The decision of the court did not change the evidence, he added.
"Of course, it is right that researchers continue to explore whether any such link exists," said Dr Jenkinson.
Mr Romero, whose profession was not reported, said he wanted people to be more aware about mobile phone use but did not want to "demonise" the devices.
His lawyer, Stefano Bertone from the law firm Ambrosio and Commodo, told the BBC his client currently has no plans to sue any of the handset manufacturers or the mobile phone industry itself.
He added that the firm has other cases in other parts of Italy.

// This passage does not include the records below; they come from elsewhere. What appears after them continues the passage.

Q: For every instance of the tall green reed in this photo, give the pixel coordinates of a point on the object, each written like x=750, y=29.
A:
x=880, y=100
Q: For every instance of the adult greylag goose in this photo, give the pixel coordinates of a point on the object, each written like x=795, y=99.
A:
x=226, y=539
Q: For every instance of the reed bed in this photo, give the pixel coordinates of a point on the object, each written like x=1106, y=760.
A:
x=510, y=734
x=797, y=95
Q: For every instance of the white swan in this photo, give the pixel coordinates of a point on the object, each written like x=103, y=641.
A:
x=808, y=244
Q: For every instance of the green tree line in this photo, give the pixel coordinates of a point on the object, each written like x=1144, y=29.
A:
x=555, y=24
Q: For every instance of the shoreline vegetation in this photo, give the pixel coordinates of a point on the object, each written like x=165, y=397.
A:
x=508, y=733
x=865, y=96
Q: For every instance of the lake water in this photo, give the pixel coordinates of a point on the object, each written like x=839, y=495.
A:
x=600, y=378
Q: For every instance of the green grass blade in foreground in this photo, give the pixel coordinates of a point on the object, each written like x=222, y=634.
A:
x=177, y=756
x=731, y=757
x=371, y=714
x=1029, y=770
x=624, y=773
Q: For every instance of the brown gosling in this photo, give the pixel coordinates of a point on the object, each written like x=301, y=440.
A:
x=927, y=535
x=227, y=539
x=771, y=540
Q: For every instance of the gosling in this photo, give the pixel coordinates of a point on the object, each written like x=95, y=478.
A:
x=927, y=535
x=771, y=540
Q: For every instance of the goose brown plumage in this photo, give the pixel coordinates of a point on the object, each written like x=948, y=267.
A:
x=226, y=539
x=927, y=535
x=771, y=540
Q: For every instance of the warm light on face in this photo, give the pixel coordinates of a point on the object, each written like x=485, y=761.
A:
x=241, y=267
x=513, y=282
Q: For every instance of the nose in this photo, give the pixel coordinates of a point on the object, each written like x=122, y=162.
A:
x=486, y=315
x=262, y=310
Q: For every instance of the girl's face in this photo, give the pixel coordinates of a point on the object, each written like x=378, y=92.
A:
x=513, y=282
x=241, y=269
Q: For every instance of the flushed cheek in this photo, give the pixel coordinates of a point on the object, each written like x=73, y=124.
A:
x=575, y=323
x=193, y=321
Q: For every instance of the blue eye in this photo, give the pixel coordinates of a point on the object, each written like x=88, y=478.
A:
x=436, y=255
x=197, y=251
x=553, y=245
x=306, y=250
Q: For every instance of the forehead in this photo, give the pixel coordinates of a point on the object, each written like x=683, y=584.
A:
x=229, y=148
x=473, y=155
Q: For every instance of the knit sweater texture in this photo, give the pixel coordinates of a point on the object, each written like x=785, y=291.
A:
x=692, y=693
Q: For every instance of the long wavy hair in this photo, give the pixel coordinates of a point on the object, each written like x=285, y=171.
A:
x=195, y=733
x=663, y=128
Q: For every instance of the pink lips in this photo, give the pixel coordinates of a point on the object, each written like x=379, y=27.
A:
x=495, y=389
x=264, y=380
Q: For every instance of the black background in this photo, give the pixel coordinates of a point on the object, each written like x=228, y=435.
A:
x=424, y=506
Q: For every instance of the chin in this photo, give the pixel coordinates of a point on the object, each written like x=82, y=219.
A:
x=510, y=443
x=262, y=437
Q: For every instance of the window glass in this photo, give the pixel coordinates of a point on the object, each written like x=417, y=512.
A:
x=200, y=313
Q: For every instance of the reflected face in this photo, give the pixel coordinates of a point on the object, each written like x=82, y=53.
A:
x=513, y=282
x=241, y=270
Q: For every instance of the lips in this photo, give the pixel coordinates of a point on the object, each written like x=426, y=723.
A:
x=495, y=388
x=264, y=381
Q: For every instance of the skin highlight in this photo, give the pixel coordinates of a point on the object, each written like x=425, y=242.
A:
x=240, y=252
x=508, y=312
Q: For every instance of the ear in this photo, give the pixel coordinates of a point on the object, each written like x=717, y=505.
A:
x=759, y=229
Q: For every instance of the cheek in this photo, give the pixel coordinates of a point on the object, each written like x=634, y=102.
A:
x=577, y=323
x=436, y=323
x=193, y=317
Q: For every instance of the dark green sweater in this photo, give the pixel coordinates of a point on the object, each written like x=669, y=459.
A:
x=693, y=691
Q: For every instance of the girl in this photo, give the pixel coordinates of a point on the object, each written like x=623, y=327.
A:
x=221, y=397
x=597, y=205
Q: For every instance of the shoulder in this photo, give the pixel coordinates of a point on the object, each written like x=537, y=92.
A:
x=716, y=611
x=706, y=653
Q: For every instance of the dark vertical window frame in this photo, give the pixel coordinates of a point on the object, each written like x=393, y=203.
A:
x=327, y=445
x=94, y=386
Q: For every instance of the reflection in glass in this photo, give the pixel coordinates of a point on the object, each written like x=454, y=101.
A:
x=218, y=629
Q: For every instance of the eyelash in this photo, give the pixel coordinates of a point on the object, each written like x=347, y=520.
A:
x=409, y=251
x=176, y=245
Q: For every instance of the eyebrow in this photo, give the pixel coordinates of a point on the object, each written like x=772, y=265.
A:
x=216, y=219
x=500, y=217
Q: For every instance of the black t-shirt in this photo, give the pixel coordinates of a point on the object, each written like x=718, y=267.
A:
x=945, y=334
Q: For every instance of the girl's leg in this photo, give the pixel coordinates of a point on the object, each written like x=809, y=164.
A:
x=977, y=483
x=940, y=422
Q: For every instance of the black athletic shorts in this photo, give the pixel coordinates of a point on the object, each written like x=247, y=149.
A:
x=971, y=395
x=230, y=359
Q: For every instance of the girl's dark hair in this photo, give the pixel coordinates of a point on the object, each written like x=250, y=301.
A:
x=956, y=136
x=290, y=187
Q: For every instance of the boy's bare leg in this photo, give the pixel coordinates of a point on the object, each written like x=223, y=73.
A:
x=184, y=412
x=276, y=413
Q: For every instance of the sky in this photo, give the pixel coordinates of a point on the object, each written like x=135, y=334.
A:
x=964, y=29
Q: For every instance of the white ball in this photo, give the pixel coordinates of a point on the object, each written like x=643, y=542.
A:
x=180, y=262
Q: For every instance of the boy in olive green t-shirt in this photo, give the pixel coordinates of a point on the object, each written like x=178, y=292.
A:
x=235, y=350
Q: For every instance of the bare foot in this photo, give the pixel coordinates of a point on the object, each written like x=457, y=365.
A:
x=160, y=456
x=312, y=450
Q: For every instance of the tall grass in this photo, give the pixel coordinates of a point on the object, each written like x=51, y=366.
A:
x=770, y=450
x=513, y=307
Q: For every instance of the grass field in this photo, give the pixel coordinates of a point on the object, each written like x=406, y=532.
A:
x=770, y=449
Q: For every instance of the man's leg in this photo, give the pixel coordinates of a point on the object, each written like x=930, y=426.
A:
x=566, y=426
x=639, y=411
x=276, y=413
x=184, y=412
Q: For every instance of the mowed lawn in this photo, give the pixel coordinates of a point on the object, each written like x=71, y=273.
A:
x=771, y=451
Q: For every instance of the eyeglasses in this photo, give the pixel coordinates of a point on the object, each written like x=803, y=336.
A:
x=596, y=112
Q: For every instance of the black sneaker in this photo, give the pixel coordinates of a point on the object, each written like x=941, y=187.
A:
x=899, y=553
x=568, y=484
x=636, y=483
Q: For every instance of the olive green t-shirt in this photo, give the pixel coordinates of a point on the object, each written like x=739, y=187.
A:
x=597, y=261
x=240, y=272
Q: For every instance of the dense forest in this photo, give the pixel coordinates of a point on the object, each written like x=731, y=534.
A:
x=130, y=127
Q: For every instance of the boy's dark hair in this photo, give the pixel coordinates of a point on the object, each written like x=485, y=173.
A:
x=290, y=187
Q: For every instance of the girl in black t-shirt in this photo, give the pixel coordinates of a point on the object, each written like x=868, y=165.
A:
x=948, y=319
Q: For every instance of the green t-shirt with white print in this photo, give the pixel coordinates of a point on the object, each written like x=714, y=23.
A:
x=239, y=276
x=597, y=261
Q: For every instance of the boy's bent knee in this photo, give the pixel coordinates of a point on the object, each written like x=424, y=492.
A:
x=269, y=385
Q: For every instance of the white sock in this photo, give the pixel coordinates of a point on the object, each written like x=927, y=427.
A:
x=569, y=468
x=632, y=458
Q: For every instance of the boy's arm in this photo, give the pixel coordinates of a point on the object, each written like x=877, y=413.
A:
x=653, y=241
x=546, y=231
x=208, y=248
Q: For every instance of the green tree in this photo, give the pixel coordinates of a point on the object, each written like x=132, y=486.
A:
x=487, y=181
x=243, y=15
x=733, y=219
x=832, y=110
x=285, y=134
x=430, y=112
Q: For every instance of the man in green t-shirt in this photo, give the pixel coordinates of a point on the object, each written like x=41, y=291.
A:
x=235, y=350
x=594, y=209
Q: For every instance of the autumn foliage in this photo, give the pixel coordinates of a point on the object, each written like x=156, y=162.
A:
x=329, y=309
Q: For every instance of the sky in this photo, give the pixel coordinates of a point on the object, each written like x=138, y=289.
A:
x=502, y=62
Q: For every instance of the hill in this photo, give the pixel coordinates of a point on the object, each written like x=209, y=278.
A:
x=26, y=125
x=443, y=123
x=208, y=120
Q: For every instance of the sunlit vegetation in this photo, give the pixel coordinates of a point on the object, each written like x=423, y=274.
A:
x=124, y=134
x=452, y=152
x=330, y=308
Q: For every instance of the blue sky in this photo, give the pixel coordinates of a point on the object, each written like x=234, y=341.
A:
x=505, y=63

"We have also been approached by an interesting number of people in the last 24 hours saying they have experienced the same kind of thing. And they can show they have accumulative use of mobile phones that's exceeding 1,000 hours," he said.
"No-one can pretend with definitive certainty to assess a legal case. Most opponents say there is no scientific certainty so therefore it is not true. That is not the case."
Mr Bertone highlighted a continuing o study by the National Toxicology Program in the US.
Preliminary findings released in 2016 suggested a "low incidence" of brain and heart tumours in male rats exposed to doses of radiofrequency radiation totalling up to nine hours a day over a two-year period.
However, as it is not finished, the study has not yet been scrutinised by other scientists, a process known as peer reviewing, which is generally considered an essential stage of evaluating research.